Greets,

Dag Lem proposes to add delete_by_doc_id() to Indexer.  Since this means
a change to the public API, I'm forwarding the message to the Lucy dev list.

Deleting by doc id is something of an expert feature.  I'm not clear on what
the specific use case is and there may be workarounds, but I can certainly
imagine how it would come up from time to time.  I doubt that the underlying
implementation is likely to need changing any time soon, so I don't think this
addition limits our flexibility much.

Indexer is a high-profile public class and we would like to keep its API
small, so another approach would be to expose the DeletionsWriter
subcomponent.  However, IMO document deletion is central enough to Indexer's
purpose to justify top-level convenience methods.

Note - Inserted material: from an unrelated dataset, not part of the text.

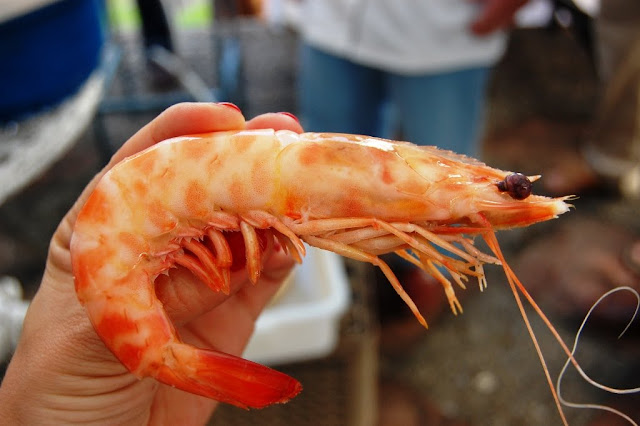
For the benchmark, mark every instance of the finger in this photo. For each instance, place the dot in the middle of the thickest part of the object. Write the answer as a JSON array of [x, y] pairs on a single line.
[[229, 327], [276, 121]]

+1 from me for adding delete_by_doc_id() to Indexer.

Marvin Humphrey

---------- Forwarded message ----------
From: Dag Lem <[email protected]>
Date: Wed, Jan 16, 2013 at 7:14 AM
Subject: [lucy-user] Add delete_by_doc_id to Lucy::Index::Indexer
To: [email protected]


Hi,

While attempting to modify an index I found that I missed a function
to delete a document by it's ID through Lucy::Index::Indexer (only
delete_by_term and delete_by_query are available).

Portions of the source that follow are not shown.